Hughes had commented on all of the places the younger teacher had traveled and attributed the flexibility to her age.

“She started giving me grief about ‘why don’t you do it.’ ”

It was the same friend who let her know about the company recruiting teachers for the UAE. Hughes looked into it, and completed a very detailed application. After two telephone interviews, she was invited to Atlanta for a third interview. She was told she’d get a contract that day, but said she was reluctant to even mention it until she had it in her hand.

“It was everything they said it would be, plus,” she said.

Having now met some of those teachers who’ll be joining her in Abu Dhabi, she’s excited about the next two years.

“It’s bittersweet,” she said of the decision. “I’m not a person who was ready to leave because of dissatisfaction.”

Rather, she describes herself “as the tall kid in the classroom” at Andalusia Elementary and said learning and exploring with her students there was like being in a candy store.”

And she raves about the kindness and support of the greater Andalusia community in the past four years.

“They have been genuinely accepting,” she said. “From parents who said ‘what can I do,’ to the city park employees, the recyclers, they’ve all been great.”

It was with grant funding and that community support that she developed outdoor learning centers at AES. And before she leaves, she plans to work with the community again to complete a pavilion.

“On July 10th, we’re having a raise the roof party,” she said, adding that she hopes it will be used not only by the elementary science teacher who replaces her, but by all teachers at AES.

Then in August, she’ll pack two suitcases and head to the UAE, where her husband will later join her. The teachers are allowed a suitcase of clothing and a suitcase of teaching materials. They’ll be given money with which to purchase furnishings after they arrive.

For two weeks, she and other teachers will participate in cultural training before going out to the public school in which she’ll be one of five or six English-speaking teachers.

“The biggest question I get asked is if I’ll have to wear a burqa,” she said.

She doesn’t, but she has learned that the English-speaking teachers who were most successful last year wore an abaya, a black over-garment covering most parts of the body.

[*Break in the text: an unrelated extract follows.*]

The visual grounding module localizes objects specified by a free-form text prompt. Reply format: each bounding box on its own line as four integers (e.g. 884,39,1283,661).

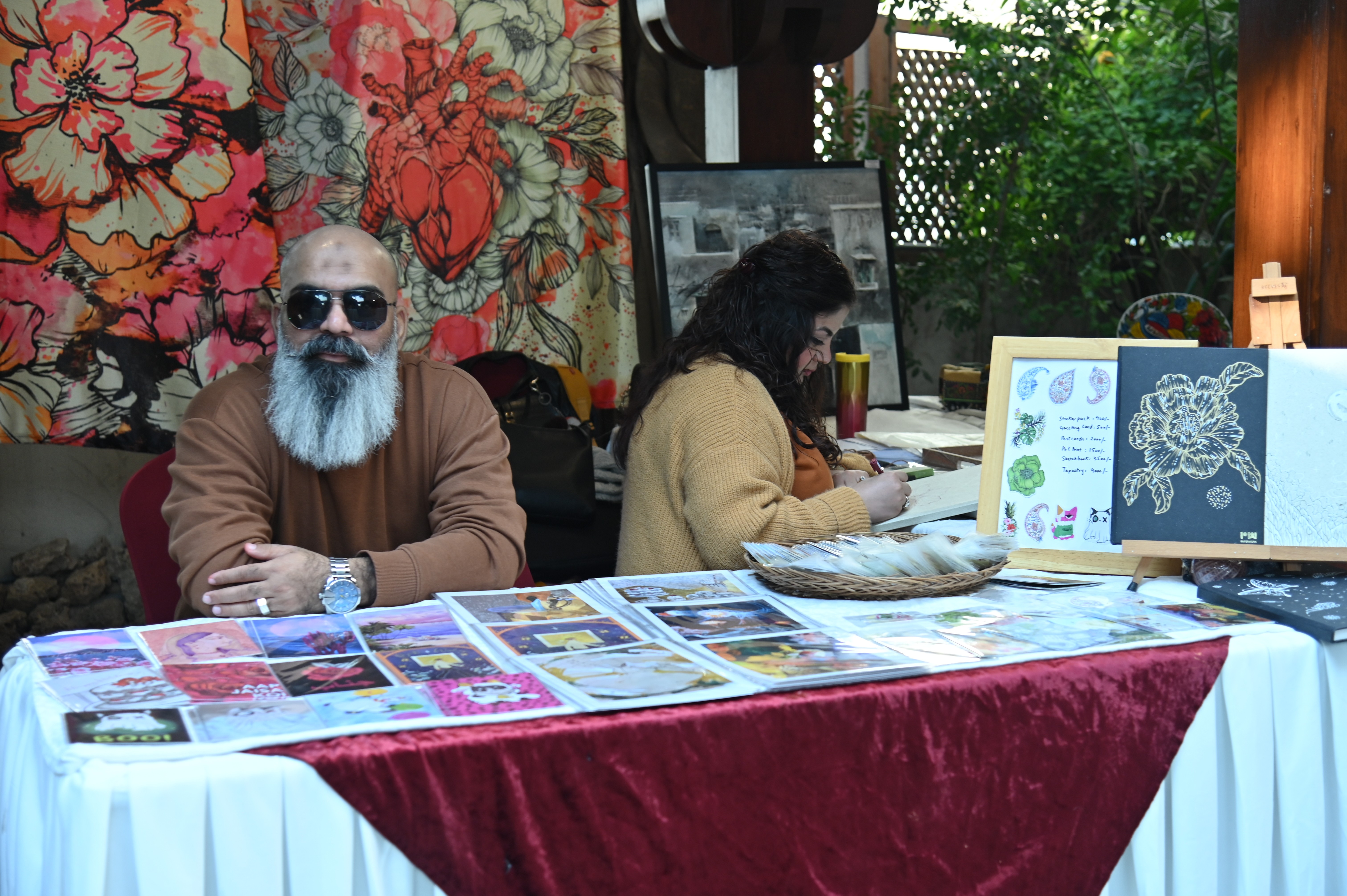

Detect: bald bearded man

Long skirts and loose-fitting tops also are acceptable.

She and others will use an Australian curriculum that has been adapted for this education initiative. Still, she’ll take a number of things she’s used for teaching with her. Getting her “education suitcase” through customs should be interesting.

“It will probably be loaded and unloaded at least 20 times before I go,” she said. “It’s already open in the house.”

She plans to pack turtle shells, snake skins and a digital microscope, as well as software, perhaps some books. But mostly, she wants things her students can manipulate in the classroom. Her own research has proven to her that her students retain more than 95 percent of what they learn kinesthetically, or hands-on.

Both she and her husband, Howie, look forward to the travel opportunities they’ll have while living abroad, and both agree they’ll return to Alabama.

“Who knows,” she said. “I may be back here looking for a teaching job.”